When Microsoft introduced its first Surface devices last year, it did so in a staggered fashion. Surface RT showed up first, then four months later Surface Pro went on sale. Despite sharing a lot of the same DNA, the response to Surface Pro was much better than what we saw with Surface RT. While Surface RT suffered a lot from being a new platform that lacked the support of decades of Windows applications, Surface Pro had no such issue.

Instead, Surface Pro offered the promise of a tablet that could potentially replace your notebook and desktop as well. Microsoft’s strategy with Surface Pro mimicked the market transition we saw years earlier. The notebooks that replaced desktops over the 2000s did so by being able to work as both notebooks or desktops. Similarly, Microsoft hoped that Surface Pro could act as both a tablet and a notebook for those users who didn’t want to carry two devices.

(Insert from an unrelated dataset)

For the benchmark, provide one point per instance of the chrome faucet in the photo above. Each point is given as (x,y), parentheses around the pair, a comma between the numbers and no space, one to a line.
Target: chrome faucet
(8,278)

By and large, Microsoft was successful in achieving that vision. Although as with all devices that attempt to fulfill multiple roles, Surface Pro presented a set of tradeoffs. It wasn’t as portable and didn’t last as long on a single charge as a conventional ARM based tablet. It also didn’t have the same keyboard or in-lap experience as a PC notebook. You got a compromised experience on both sides of the fence. Just as with Surface 2, Microsoft is committed to a more aggressive update cadence to its Surface Pro hardware as well. Here we are, almost 9 months since availability of the original Surface Pro, reviewing its successor.

Unlike Surface 2, Surface Pro 2 shows almost no signs of change on the outside. It reminds me of the pre-iPhone/iPad era where expecting a dramatic chassis redesign a year after introduction was considered ludicrous. Surface Pro 2 keeps the exact same finish, dimensions and weight as the original Surface Pro.

It’s unfortunate given how much thinner and lighter the device could be this time around. I suspect Microsoft has a three year plan for Surface Pro. It could move to a thinner design this year and drop performance by going to a 6W Haswell SKU, keep performance the same but pay a thermal penalty with a 15W Haswell or wait until Broadwell next year to shrink the chassis (hopefully without much of an associated performance reduction). I can understand why Microsoft chose the latter, it’s still just frustrating as I would’ve loved a thinner/lighter Surface Pro.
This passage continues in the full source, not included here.